We use data science to uncover various patterns in data. These patterns are then utilized for purposes such as product recommendations for online shoppers and complementary product placement for offline shoppers in supermarkets. These techniques aim to boost sales and increase revenue.
But how do algorithms determine which items to recommend and which to place together for optimal sales? This is where Apriori algorithm comes into play. We use this algorithm to find product associations and determine the most effective product recommendations and placement strategies.
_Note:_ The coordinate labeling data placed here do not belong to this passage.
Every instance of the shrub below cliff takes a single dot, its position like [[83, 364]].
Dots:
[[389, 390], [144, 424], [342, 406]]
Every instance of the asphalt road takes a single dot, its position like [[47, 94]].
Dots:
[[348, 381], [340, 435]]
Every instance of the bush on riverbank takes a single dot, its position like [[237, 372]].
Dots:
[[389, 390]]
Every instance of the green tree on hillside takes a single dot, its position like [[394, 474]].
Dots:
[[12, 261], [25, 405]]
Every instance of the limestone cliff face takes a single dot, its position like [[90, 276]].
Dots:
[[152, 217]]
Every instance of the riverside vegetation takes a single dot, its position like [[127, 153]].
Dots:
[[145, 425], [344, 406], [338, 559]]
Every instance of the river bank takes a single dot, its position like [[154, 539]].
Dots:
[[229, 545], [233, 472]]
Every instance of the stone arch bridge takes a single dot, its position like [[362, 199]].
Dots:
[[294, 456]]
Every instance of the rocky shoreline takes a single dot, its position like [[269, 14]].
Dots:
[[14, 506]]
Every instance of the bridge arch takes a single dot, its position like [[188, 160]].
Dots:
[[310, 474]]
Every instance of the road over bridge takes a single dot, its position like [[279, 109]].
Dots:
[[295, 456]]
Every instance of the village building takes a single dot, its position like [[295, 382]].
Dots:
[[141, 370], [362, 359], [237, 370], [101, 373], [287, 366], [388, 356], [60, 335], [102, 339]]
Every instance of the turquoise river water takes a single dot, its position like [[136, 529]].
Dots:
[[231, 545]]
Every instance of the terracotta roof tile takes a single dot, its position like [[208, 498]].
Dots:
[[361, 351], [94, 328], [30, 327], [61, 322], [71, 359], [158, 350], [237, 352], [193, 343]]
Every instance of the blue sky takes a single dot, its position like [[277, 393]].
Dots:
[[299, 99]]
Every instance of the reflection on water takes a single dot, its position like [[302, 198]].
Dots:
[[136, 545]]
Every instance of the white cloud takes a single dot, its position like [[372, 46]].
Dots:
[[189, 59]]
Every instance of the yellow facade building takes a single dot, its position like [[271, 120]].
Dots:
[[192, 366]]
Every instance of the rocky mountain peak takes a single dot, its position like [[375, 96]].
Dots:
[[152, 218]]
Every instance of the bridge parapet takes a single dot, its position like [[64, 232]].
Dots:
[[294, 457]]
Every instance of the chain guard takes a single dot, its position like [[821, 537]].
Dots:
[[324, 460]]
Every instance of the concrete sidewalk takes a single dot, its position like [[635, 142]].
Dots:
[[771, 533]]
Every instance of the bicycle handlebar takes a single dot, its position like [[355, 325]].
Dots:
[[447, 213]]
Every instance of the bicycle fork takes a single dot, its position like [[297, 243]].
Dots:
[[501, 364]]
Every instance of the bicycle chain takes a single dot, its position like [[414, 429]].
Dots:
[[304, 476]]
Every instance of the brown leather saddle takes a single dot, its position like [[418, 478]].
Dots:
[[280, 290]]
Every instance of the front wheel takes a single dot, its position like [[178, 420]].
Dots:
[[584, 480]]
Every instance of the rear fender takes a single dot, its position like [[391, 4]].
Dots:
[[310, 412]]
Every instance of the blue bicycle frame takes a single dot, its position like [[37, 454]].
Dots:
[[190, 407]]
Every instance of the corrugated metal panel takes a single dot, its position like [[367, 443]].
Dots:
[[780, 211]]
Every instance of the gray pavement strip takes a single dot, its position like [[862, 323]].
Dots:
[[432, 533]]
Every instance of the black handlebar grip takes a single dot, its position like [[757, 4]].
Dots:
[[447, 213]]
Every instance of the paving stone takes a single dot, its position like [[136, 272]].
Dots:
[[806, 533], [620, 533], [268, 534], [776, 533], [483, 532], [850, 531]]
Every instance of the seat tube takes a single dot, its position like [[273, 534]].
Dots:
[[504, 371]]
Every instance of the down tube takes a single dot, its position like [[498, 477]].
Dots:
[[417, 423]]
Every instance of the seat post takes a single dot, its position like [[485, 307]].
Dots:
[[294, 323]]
After going through this blog, you will learn following things:
Supermarkets associate products smartly such that users buy multiple items simultaneously. These types of association of products are determined by association rule mining, and Apriori is a type of this.
Association rule mining is a method for discovering relationships among items. In a supermarket, for instance, there is often a pattern of items being purchased together. For example, bachelors might buy beer and chips together, and mosquito repelling liquid, and its corresponding machine are placed together so that customers will buy both.
Several techniques are present today to find this association rule, and apriori is one of them, which we will discuss in detail.
Supermarkets contain thousands of products, and they record data for every transaction that happens. The goal is to find the product association rule by looking into the transaction data. Most association rule mining algorithms form all possible combinations/associations among products and then loop through each transaction to find the best association rules.
For example, if a Supermarket has four products, namely A, B, C, and D, then possible combinations would be: {A, B}, {A, C}, {A, D}, {B, C}, {B,D}, {C, D}, {A, B, C}, {B, C, D}, {A, C, D}, {A,B,D}, {A,B,C,D}.
General algorithms consider all these combinations and then try to find their occurrence in every transaction. Or, they loop over all the transactions and then again loop over all possible combinations to count the number of occurrences in every transaction. This becomes highly inefficient when the number of products is in the thousands.
Apriori Algorithm provides an efficient approach for this task. It loops over the same data multiple times and extracts the best-associated products. But during its first loop, it simply counts the occurrences of various products to find the large 1-itemsets. 1-itemset for the four products (A, B, C, D) will be: {A}, {B}, {C}, {D}.
If the number of occurrences of these products in transactions is less than some threshold, the apriori algorithm will discard that product from all the combinations. This saves a lot of time and makes the algorithm faster. Let's see the step-wise working of this algorithm in detail.
Let's create hypothetical data where each transaction from the supermarket is maintained separately.
T1: Bread Butter
T2: bread Cheese
T3: Bread Cheese Butter
T5: T4: Milk Butter
T6: Milk Biscuits
T7: Potato chips Beer
T8: egg flour
T9: Beer Soft drinks
T10: Chocolates Toffees
T11: Chocolates Waffles
T12: Bread Butter Potato Chips
T13: Bread Butter Milk
...
...
There can be thousands of possible associations, and hence there is a need for metrics to say which associations are better. The Apriori algorithm calculates three parameters support, confidence, and lift. If these values for an association are greater than pre-defined thresholds, that association can be selected. Let's learn these thresholds in great detail.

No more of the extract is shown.